The Government’s net borrowings in the calendar year to 8 February, in Rupee terms, increased by a massive 120.63 per cent (Rs 177,393.78 million) to Rs 324,450.99 million, year on year, interpretation of official data showed.
Last year, during the same period, the Government’s net borrowings amounted to a mere Rs 147,057.21 million.
The probable reason in increased borrowings may be adduced from what Prime Minister Ranil Wickremesinghe, speaking at a function in Colombo on 8 February said. He said, “In the five year period from the current and up to 2022, Sri Lanka’s debt servicing commitments amounted to US$
9 billion as foreign obligations and a further Rs 2 trillion in reference to the honouring of Treasury (T) Bond maturities.”

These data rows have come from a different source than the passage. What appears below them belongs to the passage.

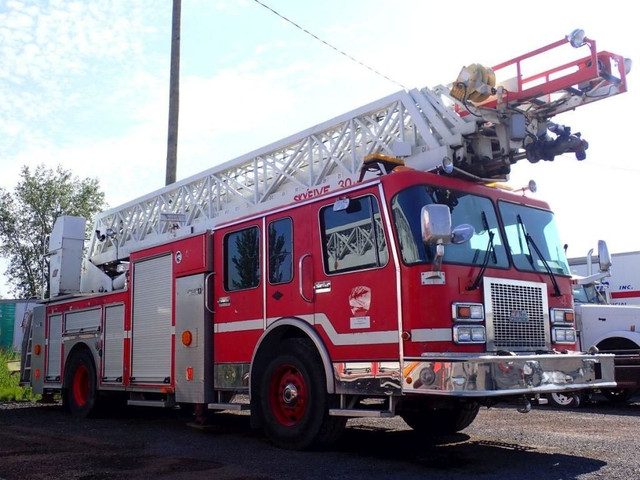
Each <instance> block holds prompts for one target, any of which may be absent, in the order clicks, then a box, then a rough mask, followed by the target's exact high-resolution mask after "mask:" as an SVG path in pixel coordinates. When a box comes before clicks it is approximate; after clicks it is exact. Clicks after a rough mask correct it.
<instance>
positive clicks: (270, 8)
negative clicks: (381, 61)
mask: <svg viewBox="0 0 640 480" xmlns="http://www.w3.org/2000/svg"><path fill="white" fill-rule="evenodd" d="M253 1H254V2H256V3H257V4H258V5H262V6H263V7H264V8H266V9H267V10H269V11H270V12H271V13H273V14H275V15H277V16H278V17H280V18H281V19H283V20H284V21H286V22H288V23H290V24H291V25H293V26H294V27H296V28H297V29H298V30H301V31H303V32H304V33H306V34H307V35H310V36H311V37H313V38H315V39H316V40H318V41H319V42H322V43H324V44H325V45H326V46H327V47H329V48H331V49H332V50H335V51H336V52H338V53H339V54H340V55H344V56H345V57H347V58H348V59H349V60H351V61H353V62H355V63H357V64H358V65H360V66H362V67H364V68H366V69H367V70H370V71H371V72H373V73H375V74H376V75H379V76H380V77H382V78H384V79H385V80H388V81H390V82H391V83H394V84H395V85H398V86H399V87H400V88H402V89H404V90H408V89H407V87H405V86H404V85H402V84H401V83H400V82H396V81H395V80H394V79H392V78H390V77H388V76H387V75H385V74H384V73H381V72H379V71H378V70H376V69H375V68H373V67H370V66H369V65H367V64H366V63H363V62H361V61H360V60H358V59H357V58H354V57H352V56H351V55H349V54H348V53H346V52H344V51H342V50H340V49H339V48H337V47H335V46H333V45H332V44H330V43H329V42H327V41H326V40H323V39H322V38H320V37H318V36H317V35H315V34H314V33H311V32H310V31H309V30H307V29H306V28H304V27H301V26H300V25H298V24H297V23H295V22H294V21H293V20H290V19H289V18H287V17H285V16H284V15H282V14H281V13H279V12H277V11H276V10H274V9H273V8H271V7H270V6H269V5H265V4H264V3H262V2H261V1H260V0H253Z"/></svg>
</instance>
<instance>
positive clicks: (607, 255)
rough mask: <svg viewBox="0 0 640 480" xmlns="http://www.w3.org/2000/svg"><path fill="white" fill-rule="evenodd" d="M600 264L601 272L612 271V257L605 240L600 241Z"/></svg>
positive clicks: (599, 260)
mask: <svg viewBox="0 0 640 480" xmlns="http://www.w3.org/2000/svg"><path fill="white" fill-rule="evenodd" d="M598 262H599V263H600V271H601V272H608V271H609V269H611V255H609V247H607V242H605V241H604V240H598Z"/></svg>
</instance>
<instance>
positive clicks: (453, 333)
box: [453, 325, 487, 344]
mask: <svg viewBox="0 0 640 480" xmlns="http://www.w3.org/2000/svg"><path fill="white" fill-rule="evenodd" d="M453 340H454V342H456V343H458V344H461V343H485V342H486V341H487V334H486V331H485V329H484V327H483V326H480V325H456V326H455V327H453Z"/></svg>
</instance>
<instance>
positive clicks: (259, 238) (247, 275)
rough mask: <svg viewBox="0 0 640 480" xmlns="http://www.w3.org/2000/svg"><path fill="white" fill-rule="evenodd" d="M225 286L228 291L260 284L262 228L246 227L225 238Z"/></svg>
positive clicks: (224, 283)
mask: <svg viewBox="0 0 640 480" xmlns="http://www.w3.org/2000/svg"><path fill="white" fill-rule="evenodd" d="M224 264H225V272H224V288H225V290H227V291H228V292H232V291H234V290H244V289H247V288H255V287H257V286H258V285H259V284H260V230H259V229H258V227H250V228H245V229H244V230H238V231H237V232H233V233H229V234H227V236H226V237H225V238H224Z"/></svg>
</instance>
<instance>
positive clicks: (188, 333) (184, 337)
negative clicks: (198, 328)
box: [182, 330, 193, 347]
mask: <svg viewBox="0 0 640 480" xmlns="http://www.w3.org/2000/svg"><path fill="white" fill-rule="evenodd" d="M192 343H193V334H192V333H191V332H190V331H189V330H185V331H184V332H182V344H183V345H184V346H185V347H189V346H190V345H191V344H192Z"/></svg>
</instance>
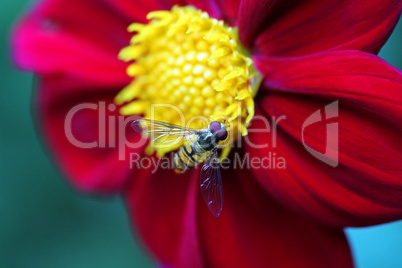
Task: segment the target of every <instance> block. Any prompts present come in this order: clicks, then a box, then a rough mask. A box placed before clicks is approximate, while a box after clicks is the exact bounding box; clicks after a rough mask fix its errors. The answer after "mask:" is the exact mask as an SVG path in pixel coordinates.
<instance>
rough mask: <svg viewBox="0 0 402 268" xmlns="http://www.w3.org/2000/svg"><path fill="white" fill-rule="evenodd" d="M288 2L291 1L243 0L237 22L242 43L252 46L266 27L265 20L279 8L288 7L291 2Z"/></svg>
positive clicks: (285, 7)
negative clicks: (259, 33)
mask: <svg viewBox="0 0 402 268" xmlns="http://www.w3.org/2000/svg"><path fill="white" fill-rule="evenodd" d="M286 2H289V1H272V0H263V1H259V0H242V1H241V2H240V7H239V13H238V19H237V22H236V26H237V27H238V28H239V38H240V40H241V42H242V44H243V45H244V46H246V47H248V48H252V47H253V43H254V40H255V38H256V37H257V36H258V34H259V32H261V31H262V30H263V29H264V28H263V27H264V24H265V21H266V20H267V19H268V18H269V17H270V16H272V15H273V14H275V13H276V12H277V11H278V9H283V8H285V9H286V8H288V6H290V4H291V3H289V5H288V4H286ZM276 7H278V8H276ZM280 13H282V11H281V12H280Z"/></svg>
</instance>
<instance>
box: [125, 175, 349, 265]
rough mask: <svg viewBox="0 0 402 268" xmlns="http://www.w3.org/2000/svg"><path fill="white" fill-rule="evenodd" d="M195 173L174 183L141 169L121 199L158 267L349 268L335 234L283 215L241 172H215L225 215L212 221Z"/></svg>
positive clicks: (328, 228) (345, 241) (180, 178)
mask: <svg viewBox="0 0 402 268" xmlns="http://www.w3.org/2000/svg"><path fill="white" fill-rule="evenodd" d="M198 172H199V170H194V171H190V172H189V173H185V174H183V175H180V176H178V175H174V173H173V172H172V171H161V170H159V171H157V173H156V174H154V175H151V172H150V171H145V170H144V171H143V173H142V174H141V175H140V176H138V179H137V180H136V182H135V183H134V184H133V185H132V190H131V191H130V192H129V193H128V196H127V202H128V208H129V210H130V211H131V213H132V217H133V221H134V222H135V223H136V226H137V229H138V230H139V232H140V235H142V238H143V239H144V240H145V243H146V244H147V245H148V247H149V248H150V249H151V251H152V252H153V253H154V254H155V255H156V257H157V258H159V260H160V261H161V262H162V263H164V264H166V265H168V266H172V267H268V266H269V267H295V266H297V267H309V268H313V267H352V261H351V256H350V252H349V249H348V245H347V241H346V239H345V237H344V234H343V232H342V230H340V229H332V228H326V227H323V226H319V225H316V224H313V223H312V222H310V221H308V220H306V219H303V218H301V217H299V216H296V215H295V214H293V213H290V212H289V211H288V210H286V209H284V208H283V207H281V206H280V205H278V204H277V203H275V202H274V201H273V200H272V199H271V198H270V197H268V196H267V195H266V193H265V192H264V191H263V190H262V189H261V187H260V186H259V185H258V184H257V183H256V182H255V181H254V180H253V178H252V176H250V173H249V172H248V171H246V170H240V171H239V170H238V171H237V173H234V172H233V171H224V172H223V184H224V195H225V208H224V210H223V212H222V215H221V216H220V217H219V218H215V217H214V216H213V215H212V214H211V213H210V211H209V210H208V208H207V207H206V205H205V203H204V202H203V200H202V197H201V196H200V194H199V185H198ZM145 174H146V175H145ZM194 174H195V175H194ZM289 254H291V256H292V257H291V258H289Z"/></svg>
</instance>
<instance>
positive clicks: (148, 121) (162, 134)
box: [131, 119, 198, 146]
mask: <svg viewBox="0 0 402 268" xmlns="http://www.w3.org/2000/svg"><path fill="white" fill-rule="evenodd" d="M131 127H132V128H133V129H134V130H135V131H136V132H138V133H140V134H141V135H142V136H144V137H146V138H148V139H150V140H151V142H153V143H154V145H156V146H158V145H163V144H168V145H169V146H171V145H175V144H179V143H180V142H181V141H182V139H183V138H185V137H187V136H191V135H193V134H196V133H197V132H198V130H196V129H192V128H184V127H181V126H177V125H172V124H168V123H165V122H160V121H154V120H149V119H138V120H135V121H133V122H132V123H131Z"/></svg>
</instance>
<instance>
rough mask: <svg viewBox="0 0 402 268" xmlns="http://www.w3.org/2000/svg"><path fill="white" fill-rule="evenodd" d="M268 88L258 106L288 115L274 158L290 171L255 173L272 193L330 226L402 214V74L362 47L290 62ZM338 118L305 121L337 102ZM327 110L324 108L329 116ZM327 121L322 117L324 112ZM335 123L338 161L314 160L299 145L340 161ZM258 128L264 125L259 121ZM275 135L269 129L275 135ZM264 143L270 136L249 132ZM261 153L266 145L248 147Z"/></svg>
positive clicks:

The present net borrowings included Rs 148,500 million in the form of issuing T Bills, Rs 80,000 million T Bond borrowings, US$ 470.57 million (Rs 72,656.01 million) Sri Lanka Development Bond (SLDB) borrowings (The conversions are based on the middle rate of the closing price of the benchmark ‘spot’ as at 8 February which was Rs 154.40 to the US Dollar) and Rs 23,294.98 million in the form of money printing (MP) vis-à-vis the Central Bank of Sri Lanka’s (CBSL’s) open market operations (OMO).
In the corresponding period last year, the GoSL’s total net borrowings included Rs 131,755 million via the issuance of T Bills, Rs 65,512 million T Bond borrowings and US$ 458 million (Rs 69,501.50 million) SLDB borrowings (The conversions are based on the then administered ‘spot’ which closed at Rs 151.75 to the Dollar as at 8 February, 2017). Additionally, the CBSL retired maturing MP issues totaling Rs 119,711.29 million in the review period vis-à-vis its OMO, which value is taken as a debit in the computation of the GoSL’s net borrowings from 1 January, 2017 to 8 February, 2017.
However, in respect of the base value of MP, vis-à-vis its value of 8 February, 2017 and 8 February, 2018 as per the CBSL’s OMO, recorded figures of Rs 221,110.07 million and Rs 17,343.03 million respectively, a decline of 92.16 per cent (Rs 203,767.04 million) since.
‘Spot’ trades are settled after two market days from the date of transaction. The CBSL deals in ‘spot.’ The ‘spot’ at times is controlled to minimize Sri Lanka’s Rupee debt costs. Usually the Treasury is bereft of Dollars unless it has raised Dollars by way of a syndicated loan or by a sovereign bond or by issuing SLDBs or by a similar such vehicle.
Nonetheless, more often than not, such costs are met from the CBSL’s foreign reserves after buying the required greenbacks by paying the CBSL its Rupee value in ‘spot’ equivalents. Therefore, a weak ‘spot’ will only inflate the GoSL’s Rupee debt stock. To prevent such a scenario, the GoSL exerts moral suasion (a non-official monetary policy tool used by Governments to persuade financial institutions to follow suggested guidelines on the availability of credit and its cost) on the ‘spot’, like what happened on 8 February, 2017. However, currently, the ‘spot’ operates in a liberalized environment.
The interbank foreign exchange market is avoided to meet the GoSL’s foreign debt servicing commitments for fear that such would cause depreciative pressure on the Rupee.